Social Robots in Therapy
Workshop on Social Robots in Therapy: Focusing on Autonomy and Ethical Challenges
It has been proposed that robots in future therapeutic scenarios should be capable of operating autonomously (sometimes while remaining under the supervision of the therapist) for at least some of the time. A fully autonomous robot might be able to infer and interpret a patient’s intentions in order to understand their behavior and provide real-time adaptive behavior given that patient’s individual needs. However, full autonomy (in the sense that the robot can adapt to any event during the therapeutic sessions) is currently unrealistic and not desired as the robot’s action policy will not be perfect and in certain therapeutic scenarios, every single action executed by the robot should be appropriate to the therapeutic goals, context of the interaction, and the state of the patient. It is the aim of this workshop to reflect on existing RAT robots and ongoing research on HRI in the domestic and care facility contexts. A lot of work has already been completed to understand user needs and design more autonomous robot behaviors, as well as to build platforms and evaluate them in terms of acceptance and usability. In this workshop we want to gather, compare, and combine knowledge gained in various HRI projects with robots in therapy in the US, Europe, and Asia. This should lead to a broader understanding of how increasing the degree of autonomy of the robots might affect therapies as well as the design and ethical challenges of health-care robots.
Topics of Interest:
- Shared or full autonomy in robots in therapy
- Adaptive mechanisms for robot used in therapy
- Engagement in therapeutic human-robot interaction
- Ethical systems and challenges for robots in therapy
- Identified user needs at home and in-patient care facilities
- Acceptance studies on social robots used in therapy
- Patient-centered HRI studies
- Long-term therapeutic interaction studies
- Clinical validation of robot-assisted therapies.

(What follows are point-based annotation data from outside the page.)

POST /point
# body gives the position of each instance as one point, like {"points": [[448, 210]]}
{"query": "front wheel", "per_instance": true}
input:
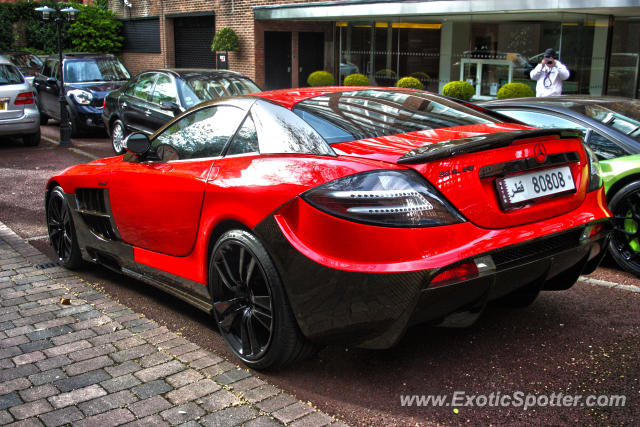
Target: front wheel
{"points": [[62, 232], [117, 137], [250, 306], [624, 245]]}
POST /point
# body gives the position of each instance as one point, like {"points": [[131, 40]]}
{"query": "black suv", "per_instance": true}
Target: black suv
{"points": [[88, 78]]}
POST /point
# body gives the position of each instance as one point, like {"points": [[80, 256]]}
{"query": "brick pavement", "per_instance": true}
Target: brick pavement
{"points": [[96, 362]]}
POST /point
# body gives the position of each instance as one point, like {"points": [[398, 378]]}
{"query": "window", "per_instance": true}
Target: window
{"points": [[542, 120], [165, 90], [143, 87], [203, 133], [246, 139], [604, 148]]}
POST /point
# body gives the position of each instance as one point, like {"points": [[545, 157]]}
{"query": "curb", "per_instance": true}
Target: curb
{"points": [[71, 355]]}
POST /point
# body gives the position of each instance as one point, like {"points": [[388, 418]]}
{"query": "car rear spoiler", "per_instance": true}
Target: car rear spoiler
{"points": [[452, 147]]}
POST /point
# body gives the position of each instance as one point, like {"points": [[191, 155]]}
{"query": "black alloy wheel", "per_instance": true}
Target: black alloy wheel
{"points": [[249, 304], [62, 233], [624, 245]]}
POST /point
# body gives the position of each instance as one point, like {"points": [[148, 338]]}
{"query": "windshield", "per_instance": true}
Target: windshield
{"points": [[9, 75], [94, 70], [202, 87], [623, 116], [348, 116]]}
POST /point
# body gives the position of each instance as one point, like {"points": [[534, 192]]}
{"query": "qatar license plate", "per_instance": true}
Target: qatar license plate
{"points": [[517, 189]]}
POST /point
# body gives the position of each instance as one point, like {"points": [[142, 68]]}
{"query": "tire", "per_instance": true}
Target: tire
{"points": [[62, 232], [31, 140], [117, 137], [250, 306], [624, 245]]}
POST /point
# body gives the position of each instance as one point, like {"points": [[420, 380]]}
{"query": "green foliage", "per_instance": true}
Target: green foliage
{"points": [[356, 80], [42, 37], [459, 89], [320, 78], [515, 90], [96, 30], [410, 83], [225, 40]]}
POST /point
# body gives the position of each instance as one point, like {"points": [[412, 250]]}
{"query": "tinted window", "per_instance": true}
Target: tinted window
{"points": [[203, 133], [281, 131], [143, 86], [10, 75], [165, 90], [604, 148], [246, 139], [94, 70], [542, 120], [352, 115]]}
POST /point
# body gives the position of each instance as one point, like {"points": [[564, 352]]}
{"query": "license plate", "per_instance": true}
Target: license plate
{"points": [[517, 189]]}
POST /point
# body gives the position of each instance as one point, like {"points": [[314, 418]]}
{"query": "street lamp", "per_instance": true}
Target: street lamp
{"points": [[48, 15]]}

The primary audience of the workshop are researchers in the field of HRI and RAT. In particular researchers working with the elderly, individuals with physical impairments and in rehabilitation therapy, and individuals with cognitive disabilities, patient-centered HRI evaluation, and ethical and moral implications will be interested in this workshop. In general, we are convinced that this workshop will attract a broad target audience, as the topic is of huge interest in the community. As we want to address both sides of the topic, namely the patient-centered and the robotic-centered perspective we expect an interdisciplinary audience.